Lawmakers Introduce Bills to Protect Wolf Hunting in Great Lakes States, Wyoming

   02.16.15

Lawmakers Introduce Bills to Protect Wolf Hunting in Great Lakes States, Wyoming

Congressional lawmakers from Minnesota, Michigan, Wisconsin, and Wyoming introduced two bills last week that would preserve the ability of state agencies to manage wolf populations. The bills are a direct response to a federal court ruling in December that returned wolves in the Great Lakes states to the endangered species list, once again placing them under federal protections.

That decision was hotly contested by a number of conservation groups, state wildlife agencies, and farmers, who say that the population of gray wolves in the region has only increased since they were delisted by the US Fish and Wildlife Service (USFWS) in 2012. One of the bills introduced last week would return Great Lakes wolves to their delisted status. A similar bill included Wyoming, which had its wolf protections restored after a federal court ruling in September.

“When it comes to the gray wolf in Wyoming and the Western Great Lakes, the science speaks for itself—the wolves are recovered and will continue as such under capable state management,” US Representative Cynthia Lummis (R-Wyoming), who co-sponsored one of the bills, said in a press release.

Some critics of US District Judge Beryl Howell’s ruling in December argue that the Howell did not take into account that wolf populations are stable and even rising in many places, despite the introduction of hunting seasons.
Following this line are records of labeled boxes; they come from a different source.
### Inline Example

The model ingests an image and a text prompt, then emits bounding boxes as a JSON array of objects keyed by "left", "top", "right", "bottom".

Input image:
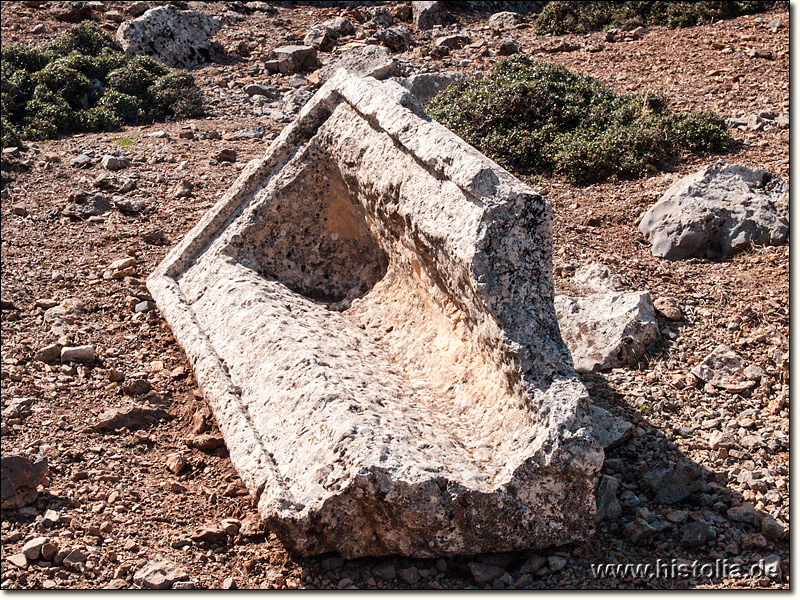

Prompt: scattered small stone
[
  {"left": 467, "top": 562, "right": 506, "bottom": 584},
  {"left": 91, "top": 405, "right": 172, "bottom": 431},
  {"left": 497, "top": 38, "right": 519, "bottom": 56},
  {"left": 33, "top": 344, "right": 61, "bottom": 363},
  {"left": 727, "top": 504, "right": 761, "bottom": 527},
  {"left": 42, "top": 508, "right": 59, "bottom": 529},
  {"left": 681, "top": 521, "right": 717, "bottom": 548},
  {"left": 0, "top": 454, "right": 48, "bottom": 509},
  {"left": 22, "top": 536, "right": 50, "bottom": 561},
  {"left": 69, "top": 154, "right": 92, "bottom": 168},
  {"left": 111, "top": 196, "right": 147, "bottom": 213},
  {"left": 397, "top": 567, "right": 421, "bottom": 585},
  {"left": 761, "top": 516, "right": 785, "bottom": 540},
  {"left": 164, "top": 452, "right": 186, "bottom": 475},
  {"left": 547, "top": 554, "right": 568, "bottom": 573},
  {"left": 6, "top": 552, "right": 28, "bottom": 569},
  {"left": 214, "top": 148, "right": 236, "bottom": 162},
  {"left": 653, "top": 297, "right": 683, "bottom": 321},
  {"left": 189, "top": 525, "right": 227, "bottom": 544},
  {"left": 133, "top": 555, "right": 189, "bottom": 590},
  {"left": 61, "top": 344, "right": 95, "bottom": 363},
  {"left": 739, "top": 533, "right": 767, "bottom": 550},
  {"left": 194, "top": 433, "right": 225, "bottom": 452},
  {"left": 100, "top": 154, "right": 131, "bottom": 171}
]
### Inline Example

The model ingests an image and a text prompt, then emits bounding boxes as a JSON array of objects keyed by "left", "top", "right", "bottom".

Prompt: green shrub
[
  {"left": 0, "top": 117, "right": 22, "bottom": 148},
  {"left": 0, "top": 21, "right": 203, "bottom": 146},
  {"left": 0, "top": 44, "right": 48, "bottom": 73},
  {"left": 534, "top": 0, "right": 788, "bottom": 35},
  {"left": 35, "top": 58, "right": 93, "bottom": 110},
  {"left": 148, "top": 71, "right": 203, "bottom": 119},
  {"left": 427, "top": 55, "right": 731, "bottom": 184}
]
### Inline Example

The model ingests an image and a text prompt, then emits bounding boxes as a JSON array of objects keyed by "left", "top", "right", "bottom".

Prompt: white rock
[
  {"left": 117, "top": 5, "right": 222, "bottom": 69},
  {"left": 692, "top": 344, "right": 752, "bottom": 389},
  {"left": 61, "top": 344, "right": 95, "bottom": 363},
  {"left": 572, "top": 263, "right": 625, "bottom": 294},
  {"left": 555, "top": 292, "right": 660, "bottom": 371},
  {"left": 147, "top": 70, "right": 603, "bottom": 557},
  {"left": 639, "top": 163, "right": 789, "bottom": 260}
]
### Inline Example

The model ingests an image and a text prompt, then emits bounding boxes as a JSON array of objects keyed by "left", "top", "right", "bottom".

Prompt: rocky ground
[{"left": 0, "top": 2, "right": 789, "bottom": 589}]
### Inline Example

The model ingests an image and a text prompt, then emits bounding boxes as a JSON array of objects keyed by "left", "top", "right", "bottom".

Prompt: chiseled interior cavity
[{"left": 148, "top": 71, "right": 603, "bottom": 557}]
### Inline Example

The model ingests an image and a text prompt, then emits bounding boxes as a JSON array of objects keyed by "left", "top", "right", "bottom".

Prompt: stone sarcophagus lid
[{"left": 147, "top": 70, "right": 603, "bottom": 557}]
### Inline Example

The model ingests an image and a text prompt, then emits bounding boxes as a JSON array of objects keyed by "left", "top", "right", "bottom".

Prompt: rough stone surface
[
  {"left": 270, "top": 46, "right": 319, "bottom": 75},
  {"left": 639, "top": 163, "right": 789, "bottom": 260},
  {"left": 319, "top": 46, "right": 399, "bottom": 83},
  {"left": 555, "top": 292, "right": 660, "bottom": 372},
  {"left": 572, "top": 263, "right": 625, "bottom": 294},
  {"left": 147, "top": 70, "right": 603, "bottom": 557},
  {"left": 0, "top": 454, "right": 48, "bottom": 509},
  {"left": 411, "top": 2, "right": 447, "bottom": 31},
  {"left": 117, "top": 4, "right": 222, "bottom": 69},
  {"left": 692, "top": 344, "right": 744, "bottom": 391},
  {"left": 594, "top": 475, "right": 622, "bottom": 523},
  {"left": 489, "top": 10, "right": 523, "bottom": 29},
  {"left": 397, "top": 71, "right": 469, "bottom": 105}
]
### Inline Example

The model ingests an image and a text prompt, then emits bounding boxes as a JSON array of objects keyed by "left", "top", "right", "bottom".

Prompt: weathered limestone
[
  {"left": 555, "top": 263, "right": 661, "bottom": 370},
  {"left": 147, "top": 70, "right": 608, "bottom": 557},
  {"left": 639, "top": 163, "right": 789, "bottom": 260},
  {"left": 555, "top": 292, "right": 660, "bottom": 372},
  {"left": 117, "top": 4, "right": 222, "bottom": 69}
]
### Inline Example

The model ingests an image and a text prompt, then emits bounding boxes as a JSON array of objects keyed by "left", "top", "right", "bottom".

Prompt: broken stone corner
[{"left": 147, "top": 70, "right": 603, "bottom": 558}]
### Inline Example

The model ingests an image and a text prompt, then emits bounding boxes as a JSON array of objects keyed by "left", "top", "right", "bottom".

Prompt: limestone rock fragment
[
  {"left": 117, "top": 4, "right": 222, "bottom": 69},
  {"left": 639, "top": 163, "right": 789, "bottom": 260}
]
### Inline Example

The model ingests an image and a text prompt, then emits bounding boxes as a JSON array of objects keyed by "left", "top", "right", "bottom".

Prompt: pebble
[
  {"left": 22, "top": 536, "right": 50, "bottom": 560},
  {"left": 727, "top": 504, "right": 761, "bottom": 527},
  {"left": 164, "top": 452, "right": 186, "bottom": 475},
  {"left": 133, "top": 556, "right": 189, "bottom": 590},
  {"left": 61, "top": 344, "right": 95, "bottom": 363},
  {"left": 681, "top": 521, "right": 717, "bottom": 548},
  {"left": 69, "top": 154, "right": 92, "bottom": 168},
  {"left": 122, "top": 379, "right": 153, "bottom": 396},
  {"left": 42, "top": 508, "right": 59, "bottom": 529},
  {"left": 100, "top": 154, "right": 131, "bottom": 171},
  {"left": 467, "top": 562, "right": 506, "bottom": 583},
  {"left": 33, "top": 344, "right": 61, "bottom": 363},
  {"left": 397, "top": 567, "right": 420, "bottom": 585},
  {"left": 761, "top": 517, "right": 784, "bottom": 540},
  {"left": 6, "top": 552, "right": 28, "bottom": 569},
  {"left": 739, "top": 533, "right": 767, "bottom": 550},
  {"left": 547, "top": 554, "right": 568, "bottom": 572}
]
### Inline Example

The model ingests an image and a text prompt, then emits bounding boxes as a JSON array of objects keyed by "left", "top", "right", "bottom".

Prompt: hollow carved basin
[{"left": 148, "top": 71, "right": 603, "bottom": 557}]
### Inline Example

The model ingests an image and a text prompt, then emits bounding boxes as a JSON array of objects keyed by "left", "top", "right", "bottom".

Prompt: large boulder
[
  {"left": 639, "top": 163, "right": 789, "bottom": 260},
  {"left": 117, "top": 4, "right": 221, "bottom": 69},
  {"left": 319, "top": 45, "right": 400, "bottom": 83},
  {"left": 147, "top": 70, "right": 604, "bottom": 557}
]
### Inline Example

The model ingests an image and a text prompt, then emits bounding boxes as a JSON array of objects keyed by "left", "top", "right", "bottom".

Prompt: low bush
[
  {"left": 427, "top": 55, "right": 731, "bottom": 184},
  {"left": 534, "top": 0, "right": 789, "bottom": 35},
  {"left": 0, "top": 21, "right": 203, "bottom": 147}
]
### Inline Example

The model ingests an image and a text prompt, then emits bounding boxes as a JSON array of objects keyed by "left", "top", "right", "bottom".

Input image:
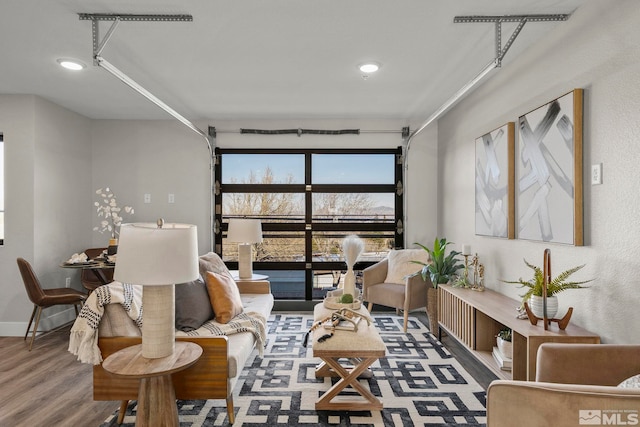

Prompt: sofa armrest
[
  {"left": 236, "top": 280, "right": 271, "bottom": 294},
  {"left": 536, "top": 343, "right": 640, "bottom": 386},
  {"left": 487, "top": 382, "right": 640, "bottom": 427}
]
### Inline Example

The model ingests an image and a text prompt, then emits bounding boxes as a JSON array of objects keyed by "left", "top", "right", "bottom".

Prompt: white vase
[
  {"left": 496, "top": 337, "right": 513, "bottom": 359},
  {"left": 529, "top": 295, "right": 558, "bottom": 319},
  {"left": 343, "top": 267, "right": 356, "bottom": 296}
]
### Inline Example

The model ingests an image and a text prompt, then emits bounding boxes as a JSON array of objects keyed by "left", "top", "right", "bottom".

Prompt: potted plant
[
  {"left": 496, "top": 328, "right": 513, "bottom": 359},
  {"left": 411, "top": 237, "right": 464, "bottom": 288},
  {"left": 502, "top": 259, "right": 593, "bottom": 319},
  {"left": 411, "top": 237, "right": 464, "bottom": 333}
]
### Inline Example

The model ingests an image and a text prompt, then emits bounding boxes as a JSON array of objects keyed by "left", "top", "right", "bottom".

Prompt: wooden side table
[{"left": 102, "top": 341, "right": 202, "bottom": 427}]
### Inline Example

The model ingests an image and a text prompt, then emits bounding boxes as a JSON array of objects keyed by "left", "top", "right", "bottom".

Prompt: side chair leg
[
  {"left": 227, "top": 394, "right": 236, "bottom": 424},
  {"left": 24, "top": 304, "right": 38, "bottom": 341},
  {"left": 404, "top": 310, "right": 409, "bottom": 334},
  {"left": 118, "top": 400, "right": 129, "bottom": 424},
  {"left": 29, "top": 306, "right": 42, "bottom": 351}
]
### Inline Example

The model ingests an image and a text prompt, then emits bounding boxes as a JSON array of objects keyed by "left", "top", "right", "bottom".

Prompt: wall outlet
[{"left": 591, "top": 163, "right": 602, "bottom": 185}]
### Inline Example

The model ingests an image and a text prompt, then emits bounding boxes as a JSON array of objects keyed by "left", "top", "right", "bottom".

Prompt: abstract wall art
[
  {"left": 517, "top": 89, "right": 584, "bottom": 246},
  {"left": 475, "top": 122, "right": 515, "bottom": 239}
]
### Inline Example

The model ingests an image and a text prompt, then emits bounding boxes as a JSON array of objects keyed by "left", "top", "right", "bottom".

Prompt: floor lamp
[
  {"left": 113, "top": 220, "right": 199, "bottom": 359},
  {"left": 227, "top": 218, "right": 262, "bottom": 279}
]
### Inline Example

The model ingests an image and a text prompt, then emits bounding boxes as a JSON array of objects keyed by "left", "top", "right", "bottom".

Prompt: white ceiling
[{"left": 0, "top": 0, "right": 582, "bottom": 120}]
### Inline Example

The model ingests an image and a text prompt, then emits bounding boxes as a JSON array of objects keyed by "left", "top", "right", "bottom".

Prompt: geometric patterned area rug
[{"left": 101, "top": 312, "right": 486, "bottom": 427}]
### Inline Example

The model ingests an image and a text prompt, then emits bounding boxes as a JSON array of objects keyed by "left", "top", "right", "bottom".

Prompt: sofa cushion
[
  {"left": 175, "top": 276, "right": 213, "bottom": 332},
  {"left": 198, "top": 252, "right": 231, "bottom": 278},
  {"left": 384, "top": 249, "right": 429, "bottom": 283},
  {"left": 205, "top": 271, "right": 243, "bottom": 323}
]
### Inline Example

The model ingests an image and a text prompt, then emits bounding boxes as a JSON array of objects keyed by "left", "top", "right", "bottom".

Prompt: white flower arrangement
[{"left": 93, "top": 187, "right": 135, "bottom": 238}]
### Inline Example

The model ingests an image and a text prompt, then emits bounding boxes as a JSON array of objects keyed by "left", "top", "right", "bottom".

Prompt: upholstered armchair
[
  {"left": 362, "top": 249, "right": 432, "bottom": 332},
  {"left": 487, "top": 343, "right": 640, "bottom": 427}
]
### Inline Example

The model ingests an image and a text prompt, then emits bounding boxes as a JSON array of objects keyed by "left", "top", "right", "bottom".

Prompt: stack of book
[{"left": 493, "top": 347, "right": 511, "bottom": 371}]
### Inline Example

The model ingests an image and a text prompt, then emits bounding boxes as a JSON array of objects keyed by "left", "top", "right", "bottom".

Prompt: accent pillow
[
  {"left": 384, "top": 249, "right": 429, "bottom": 283},
  {"left": 198, "top": 252, "right": 231, "bottom": 278},
  {"left": 205, "top": 271, "right": 244, "bottom": 323},
  {"left": 175, "top": 276, "right": 213, "bottom": 332}
]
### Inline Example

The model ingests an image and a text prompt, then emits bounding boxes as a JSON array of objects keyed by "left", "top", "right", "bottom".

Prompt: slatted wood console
[{"left": 438, "top": 285, "right": 600, "bottom": 381}]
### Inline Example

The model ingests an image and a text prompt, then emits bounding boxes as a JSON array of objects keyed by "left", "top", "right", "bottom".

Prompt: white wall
[
  {"left": 438, "top": 0, "right": 640, "bottom": 343},
  {"left": 92, "top": 120, "right": 436, "bottom": 253},
  {"left": 0, "top": 95, "right": 91, "bottom": 335}
]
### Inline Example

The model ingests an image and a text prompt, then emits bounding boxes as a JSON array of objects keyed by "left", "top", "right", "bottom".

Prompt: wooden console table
[{"left": 438, "top": 285, "right": 600, "bottom": 381}]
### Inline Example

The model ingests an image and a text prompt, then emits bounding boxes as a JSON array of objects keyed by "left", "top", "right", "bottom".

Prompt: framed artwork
[
  {"left": 475, "top": 122, "right": 515, "bottom": 239},
  {"left": 517, "top": 89, "right": 584, "bottom": 246}
]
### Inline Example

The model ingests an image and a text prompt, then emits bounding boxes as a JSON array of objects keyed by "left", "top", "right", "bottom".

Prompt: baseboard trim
[{"left": 0, "top": 307, "right": 76, "bottom": 337}]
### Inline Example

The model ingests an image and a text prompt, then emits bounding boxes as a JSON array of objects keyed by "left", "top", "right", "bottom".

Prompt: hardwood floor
[
  {"left": 0, "top": 312, "right": 496, "bottom": 427},
  {"left": 0, "top": 324, "right": 120, "bottom": 427}
]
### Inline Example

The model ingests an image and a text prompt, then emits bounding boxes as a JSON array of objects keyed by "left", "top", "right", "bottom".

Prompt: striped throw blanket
[{"left": 69, "top": 282, "right": 267, "bottom": 365}]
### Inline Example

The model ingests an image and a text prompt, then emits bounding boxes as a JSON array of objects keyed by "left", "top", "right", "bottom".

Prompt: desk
[
  {"left": 60, "top": 261, "right": 116, "bottom": 293},
  {"left": 312, "top": 303, "right": 387, "bottom": 411},
  {"left": 102, "top": 341, "right": 202, "bottom": 427}
]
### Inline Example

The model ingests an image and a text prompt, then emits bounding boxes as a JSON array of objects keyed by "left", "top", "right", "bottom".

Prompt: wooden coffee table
[
  {"left": 102, "top": 341, "right": 202, "bottom": 427},
  {"left": 312, "top": 304, "right": 387, "bottom": 411}
]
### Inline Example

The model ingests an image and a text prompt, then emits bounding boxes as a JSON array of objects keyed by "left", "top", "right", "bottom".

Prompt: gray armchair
[{"left": 362, "top": 254, "right": 432, "bottom": 332}]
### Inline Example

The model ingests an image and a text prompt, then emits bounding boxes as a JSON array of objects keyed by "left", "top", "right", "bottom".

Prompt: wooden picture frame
[
  {"left": 475, "top": 122, "right": 515, "bottom": 239},
  {"left": 517, "top": 89, "right": 584, "bottom": 246}
]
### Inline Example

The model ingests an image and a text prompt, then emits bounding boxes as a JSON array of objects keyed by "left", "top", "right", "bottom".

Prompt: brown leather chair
[
  {"left": 80, "top": 248, "right": 113, "bottom": 293},
  {"left": 18, "top": 258, "right": 87, "bottom": 351}
]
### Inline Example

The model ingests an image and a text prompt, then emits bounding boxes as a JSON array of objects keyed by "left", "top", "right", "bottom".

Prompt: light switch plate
[{"left": 591, "top": 163, "right": 602, "bottom": 185}]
“Plain and simple, state agencies—not the federal government—are best qualified and equipped to manage wolves just as they manage all other wildlife,” said David Allen, president and CEO of the Rocky Mountain Elk Foundation (RMEF), in a recent statement. “The judge did not rule that the Great Lakes wolf population is ailing. On the contrary, it’s thriving—a fact that is echoed by wildlife scientists.”

Wolf advocates say that the wolf populations in these states are still too vulnerable to be hunted, and widely applauded the court ruling to return the species to the endangered species list.

“It was a mistake to prematurely strip away protections for wolves in the Great Lakes region, and now that wrong is being righted,” Collette Adkins Giese, a lawyer at the Center for Biological Diversity, told the Journal Sentinel. “These wolves still need federal protection, and this decision will help put them back on the long road to recovery.”

According to the USFWS, there are currently an estimated 3,686 wolves in the Great Lakes states. Minnesota itself has a population of over 2,200, which is the largest of any state other than Alaska. Wyoming has an estimated 300 wolves.